The JW concept of the "Spirit-directed Organization" was one of the most troubling and perplexing problems which eventually led me to begin in-depth research. The organization is sold as an essential institution through which all people must gain salvation and even carry out their baptism. I simply saw no Scriptural foundation for this.
This concept tends to overwrite the New Testament's focus on the Holy Spirit. The Watchtower organization has appointed and sold itself as a form of indispensible "transmitter" through which the Holy Spirit is transmitted to Christians. No contact with the organization means no Holy Spirit. This concept is foreign to the Scriptures as it relates to Christians. The NT continually states that Christ is the one and only mediator. There is never any provision through which any earthly institution (organization) or group of people (144,000 / Governing Body) can share in that mediator role.
What also really troubled me was that the Watchtower requires baptismal candidates to verbally acknowledge being baptized into an organization before they can qualify for immersion. There is absolutely no Scriptural justification for this. First century Christians were never baptized "into" or as "members" of any particular congregation or the congregation doing the baptizing.

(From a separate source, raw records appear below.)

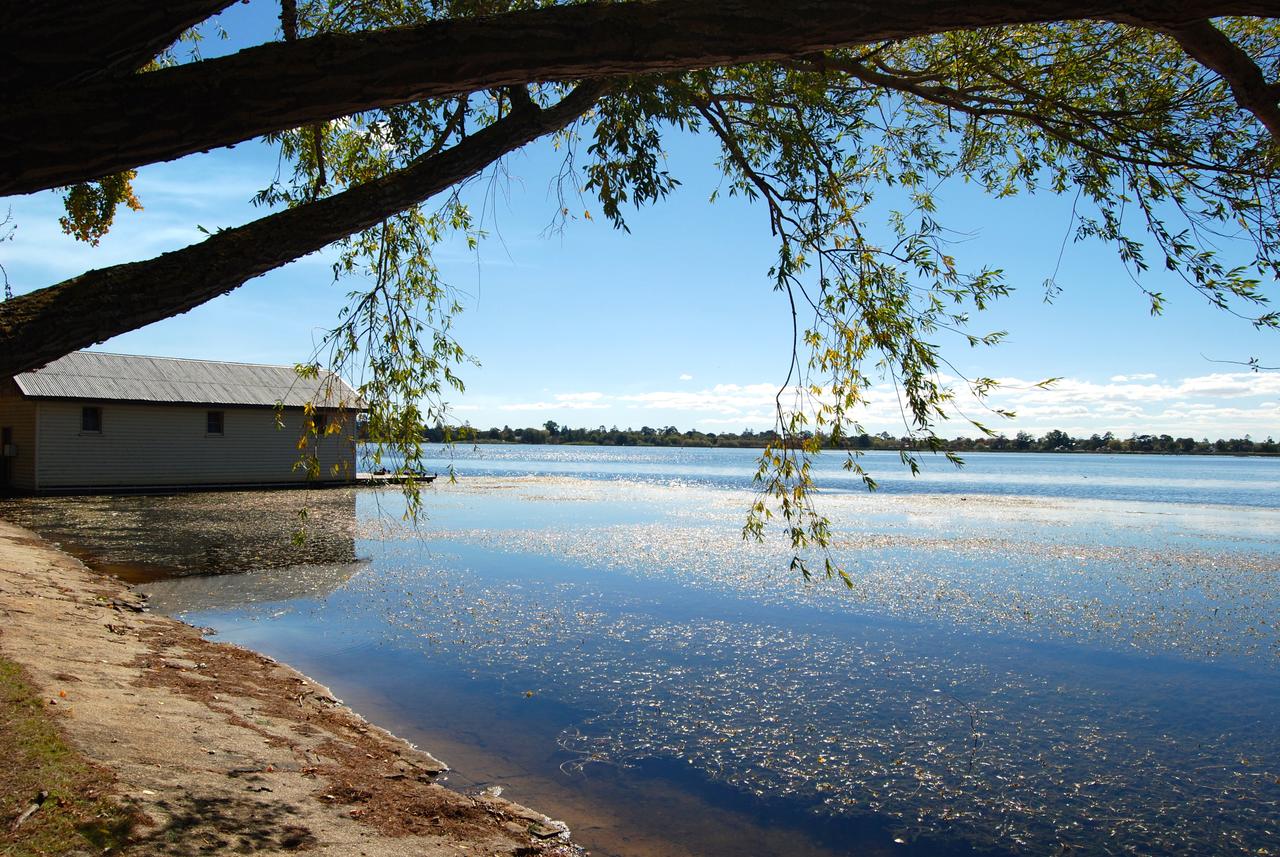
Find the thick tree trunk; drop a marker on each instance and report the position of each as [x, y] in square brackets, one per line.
[53, 137]
[50, 44]
[44, 325]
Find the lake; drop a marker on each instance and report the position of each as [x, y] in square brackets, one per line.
[1041, 652]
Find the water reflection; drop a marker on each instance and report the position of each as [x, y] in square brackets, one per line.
[146, 537]
[1010, 674]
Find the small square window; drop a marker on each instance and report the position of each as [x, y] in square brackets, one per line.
[91, 420]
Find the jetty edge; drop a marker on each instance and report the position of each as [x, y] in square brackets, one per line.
[216, 748]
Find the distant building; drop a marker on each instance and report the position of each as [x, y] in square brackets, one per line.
[91, 421]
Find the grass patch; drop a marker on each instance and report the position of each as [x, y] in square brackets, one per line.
[77, 816]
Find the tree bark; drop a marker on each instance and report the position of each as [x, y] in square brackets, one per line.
[53, 137]
[53, 44]
[44, 325]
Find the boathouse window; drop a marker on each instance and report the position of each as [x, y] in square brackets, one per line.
[91, 420]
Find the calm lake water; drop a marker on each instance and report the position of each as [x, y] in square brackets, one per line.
[1042, 652]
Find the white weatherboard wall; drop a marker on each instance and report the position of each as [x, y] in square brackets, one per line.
[19, 415]
[160, 444]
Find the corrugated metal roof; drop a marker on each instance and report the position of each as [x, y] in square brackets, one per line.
[131, 377]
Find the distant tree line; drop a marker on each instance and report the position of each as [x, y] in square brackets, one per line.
[1052, 441]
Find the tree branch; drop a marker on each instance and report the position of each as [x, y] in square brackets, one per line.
[62, 42]
[1208, 46]
[36, 328]
[54, 137]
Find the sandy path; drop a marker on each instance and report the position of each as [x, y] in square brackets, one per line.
[225, 750]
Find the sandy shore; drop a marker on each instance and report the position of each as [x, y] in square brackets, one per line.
[223, 750]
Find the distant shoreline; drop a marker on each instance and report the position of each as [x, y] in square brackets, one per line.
[1052, 441]
[487, 441]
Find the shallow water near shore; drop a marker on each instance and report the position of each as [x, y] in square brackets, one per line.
[1042, 651]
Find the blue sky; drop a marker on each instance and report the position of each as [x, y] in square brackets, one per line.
[676, 322]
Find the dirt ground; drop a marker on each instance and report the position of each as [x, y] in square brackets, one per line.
[222, 750]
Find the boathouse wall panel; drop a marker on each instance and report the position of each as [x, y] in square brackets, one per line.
[138, 445]
[19, 470]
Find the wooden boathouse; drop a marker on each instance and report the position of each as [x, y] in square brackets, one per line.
[92, 421]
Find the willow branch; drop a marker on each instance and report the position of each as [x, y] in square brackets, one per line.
[1210, 46]
[36, 328]
[56, 136]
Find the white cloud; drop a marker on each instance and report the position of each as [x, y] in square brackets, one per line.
[1214, 406]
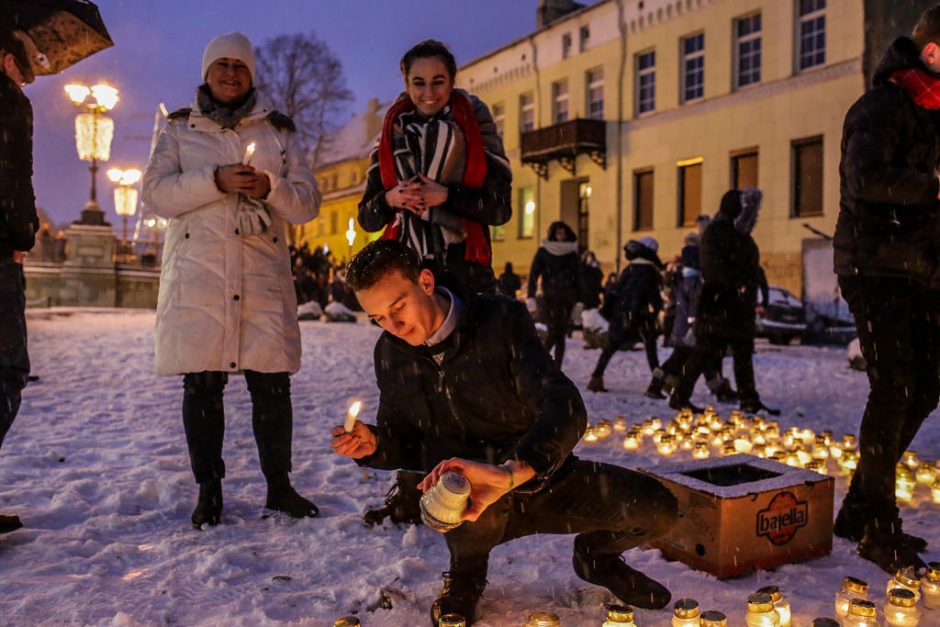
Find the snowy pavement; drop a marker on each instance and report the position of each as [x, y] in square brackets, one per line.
[96, 466]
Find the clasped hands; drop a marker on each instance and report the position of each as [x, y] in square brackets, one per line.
[236, 178]
[417, 195]
[488, 483]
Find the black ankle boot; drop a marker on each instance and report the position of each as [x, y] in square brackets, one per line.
[209, 506]
[627, 584]
[282, 497]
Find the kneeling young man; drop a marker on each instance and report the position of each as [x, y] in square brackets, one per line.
[466, 385]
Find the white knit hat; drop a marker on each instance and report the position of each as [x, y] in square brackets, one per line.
[232, 45]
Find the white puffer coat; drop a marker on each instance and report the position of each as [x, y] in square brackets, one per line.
[226, 302]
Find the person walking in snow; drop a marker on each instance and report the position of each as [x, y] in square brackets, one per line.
[18, 225]
[886, 258]
[556, 264]
[637, 301]
[439, 177]
[466, 386]
[731, 282]
[226, 302]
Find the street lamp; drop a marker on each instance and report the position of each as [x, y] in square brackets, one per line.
[93, 134]
[125, 194]
[351, 235]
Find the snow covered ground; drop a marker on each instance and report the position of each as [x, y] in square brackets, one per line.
[96, 466]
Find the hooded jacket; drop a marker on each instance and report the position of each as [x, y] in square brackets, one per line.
[731, 274]
[559, 267]
[888, 215]
[492, 394]
[226, 301]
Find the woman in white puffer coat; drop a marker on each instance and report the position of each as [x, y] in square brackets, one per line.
[226, 301]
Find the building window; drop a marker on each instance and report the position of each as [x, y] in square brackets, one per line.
[595, 94]
[744, 168]
[690, 191]
[643, 200]
[566, 45]
[748, 50]
[499, 118]
[812, 33]
[526, 113]
[646, 82]
[693, 67]
[527, 215]
[560, 102]
[807, 177]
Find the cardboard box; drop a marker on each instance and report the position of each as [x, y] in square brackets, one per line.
[740, 513]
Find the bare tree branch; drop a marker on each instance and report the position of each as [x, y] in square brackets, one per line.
[305, 80]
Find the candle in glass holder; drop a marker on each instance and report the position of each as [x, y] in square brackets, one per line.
[543, 619]
[351, 414]
[861, 614]
[930, 585]
[907, 579]
[781, 605]
[249, 152]
[852, 590]
[901, 609]
[619, 616]
[761, 612]
[686, 613]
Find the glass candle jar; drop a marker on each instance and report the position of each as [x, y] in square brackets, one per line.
[543, 619]
[686, 613]
[714, 618]
[930, 586]
[761, 612]
[852, 590]
[861, 614]
[901, 609]
[905, 578]
[619, 616]
[781, 605]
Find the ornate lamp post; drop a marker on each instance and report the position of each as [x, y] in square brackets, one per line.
[125, 197]
[93, 134]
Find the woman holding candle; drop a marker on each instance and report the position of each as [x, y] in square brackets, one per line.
[229, 176]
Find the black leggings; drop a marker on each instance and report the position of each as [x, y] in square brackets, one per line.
[271, 421]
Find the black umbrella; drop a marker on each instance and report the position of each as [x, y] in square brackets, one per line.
[55, 33]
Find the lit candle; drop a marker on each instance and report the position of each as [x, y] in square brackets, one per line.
[249, 151]
[351, 414]
[901, 610]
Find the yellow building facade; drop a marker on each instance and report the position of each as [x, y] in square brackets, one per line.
[629, 118]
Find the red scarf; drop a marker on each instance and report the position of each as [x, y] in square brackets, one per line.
[477, 248]
[923, 88]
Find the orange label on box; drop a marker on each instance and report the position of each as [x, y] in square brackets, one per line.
[782, 518]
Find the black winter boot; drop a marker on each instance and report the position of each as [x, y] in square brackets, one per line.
[460, 594]
[402, 502]
[209, 507]
[884, 544]
[627, 584]
[282, 497]
[655, 388]
[10, 522]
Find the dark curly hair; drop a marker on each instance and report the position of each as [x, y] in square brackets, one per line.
[429, 48]
[379, 258]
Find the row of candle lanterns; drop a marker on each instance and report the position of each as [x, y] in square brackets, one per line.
[700, 435]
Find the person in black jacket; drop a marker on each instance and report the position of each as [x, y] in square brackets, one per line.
[18, 225]
[509, 282]
[731, 281]
[439, 177]
[465, 385]
[556, 264]
[635, 309]
[886, 258]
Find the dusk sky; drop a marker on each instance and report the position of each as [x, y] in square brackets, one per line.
[158, 50]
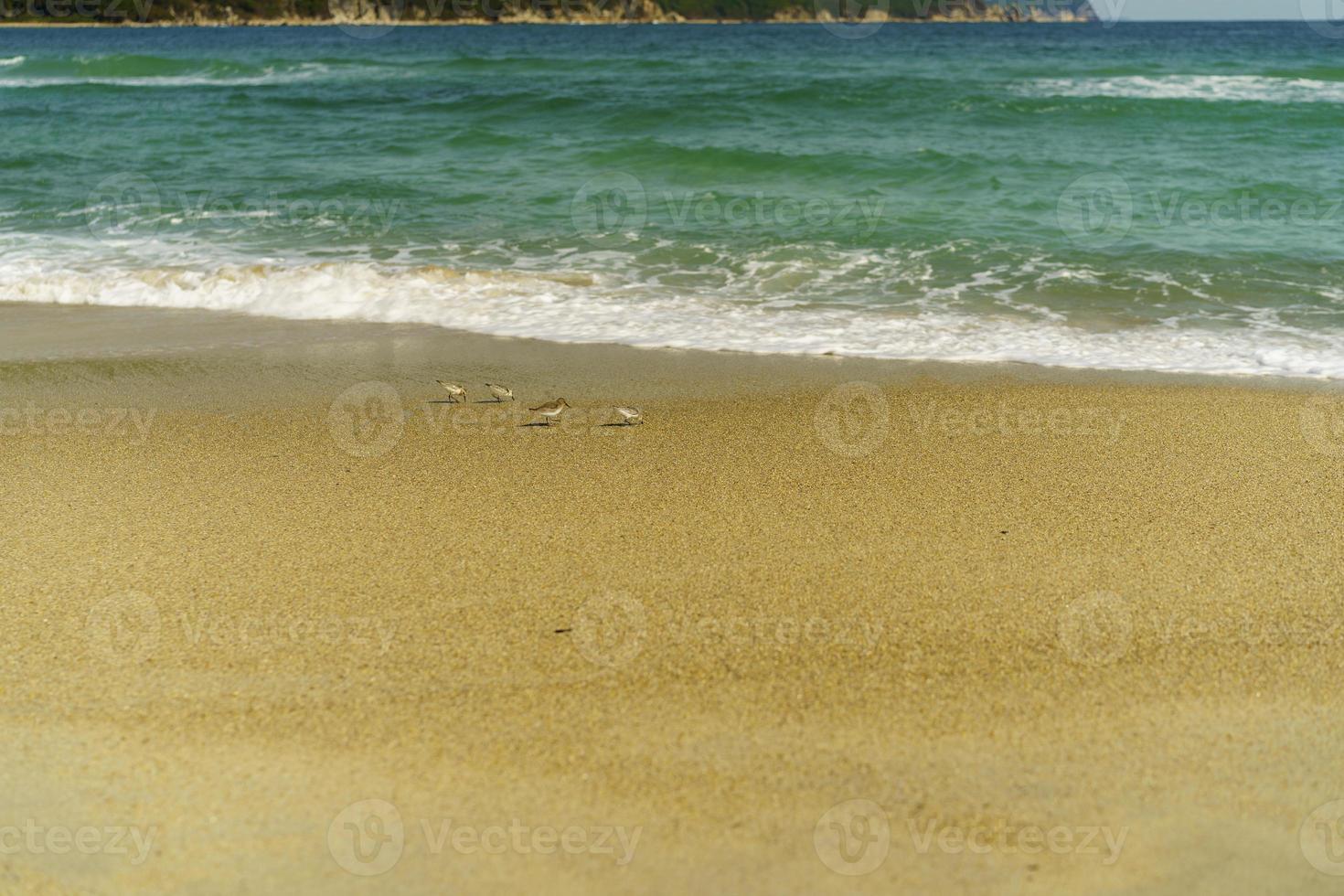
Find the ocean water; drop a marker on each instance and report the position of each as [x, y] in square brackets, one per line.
[1143, 197]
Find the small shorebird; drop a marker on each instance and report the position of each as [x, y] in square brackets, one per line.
[552, 410]
[454, 391]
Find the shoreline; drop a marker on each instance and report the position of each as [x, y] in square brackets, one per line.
[257, 574]
[31, 323]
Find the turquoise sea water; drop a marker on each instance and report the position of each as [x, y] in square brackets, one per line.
[1146, 197]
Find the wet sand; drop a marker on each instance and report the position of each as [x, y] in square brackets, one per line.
[1058, 632]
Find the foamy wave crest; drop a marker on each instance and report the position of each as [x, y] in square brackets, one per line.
[574, 308]
[1206, 88]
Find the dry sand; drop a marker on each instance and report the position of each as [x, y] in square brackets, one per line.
[251, 577]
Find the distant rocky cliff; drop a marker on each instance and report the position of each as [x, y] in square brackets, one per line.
[535, 11]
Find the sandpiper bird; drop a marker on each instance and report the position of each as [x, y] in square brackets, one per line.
[552, 410]
[454, 391]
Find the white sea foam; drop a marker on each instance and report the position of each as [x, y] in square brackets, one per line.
[575, 308]
[1207, 88]
[308, 71]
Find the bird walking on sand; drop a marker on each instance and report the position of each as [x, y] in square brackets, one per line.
[454, 391]
[551, 410]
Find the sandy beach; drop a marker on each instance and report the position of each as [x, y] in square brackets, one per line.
[276, 623]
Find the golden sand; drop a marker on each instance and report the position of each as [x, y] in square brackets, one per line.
[1060, 633]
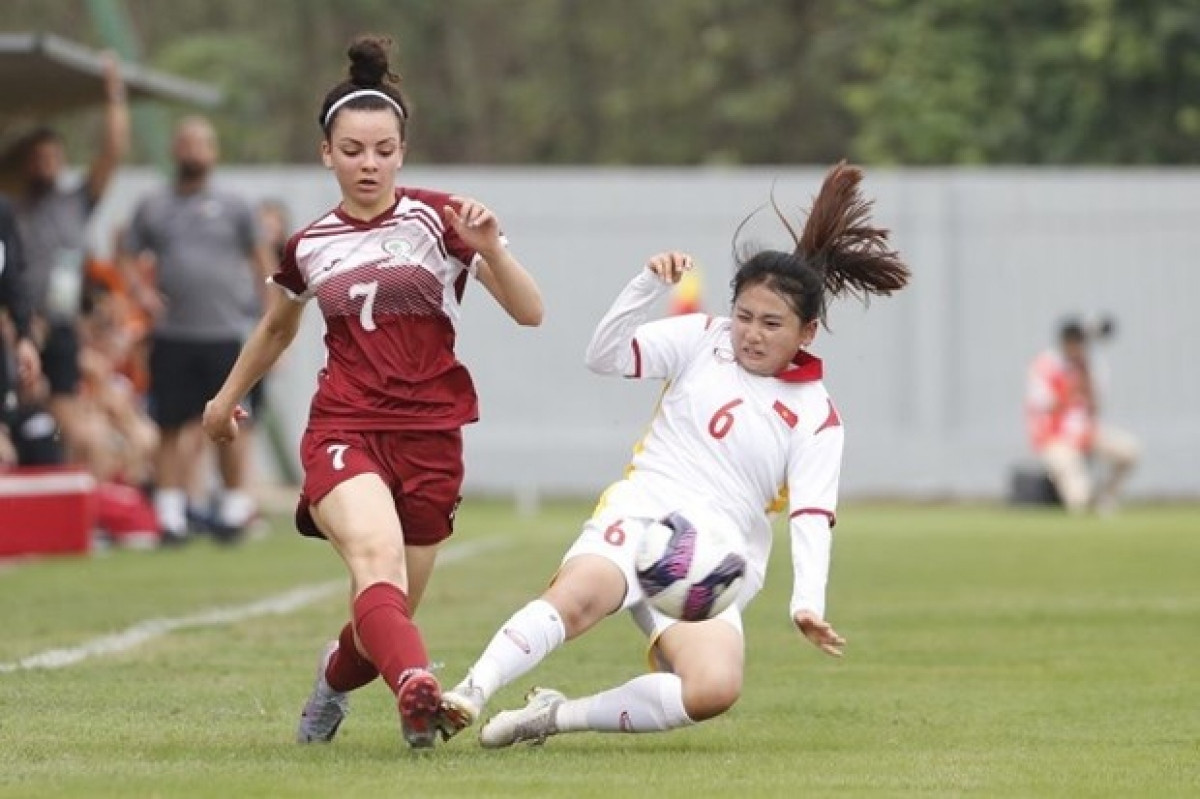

The other aspect that is so troubling about all of this is that the JW organization is proclaimed as the "ark of salvation" through which people must survive Armageddon. Nowhere in Scripture is there any indication that Jesus or the Apostles believed in this concept. The whole underpinning of one's salvation rested upon relationship with Christ. Nowhere was there any indication that one must be saved through a congregation or a collective group. Jesus' parable of the wheat intermixed with the weeds makes this clear. If Christ was talking about one true organization, he would have most likely used another parable or stated that there would only be one single stalk of wheat among the weeds.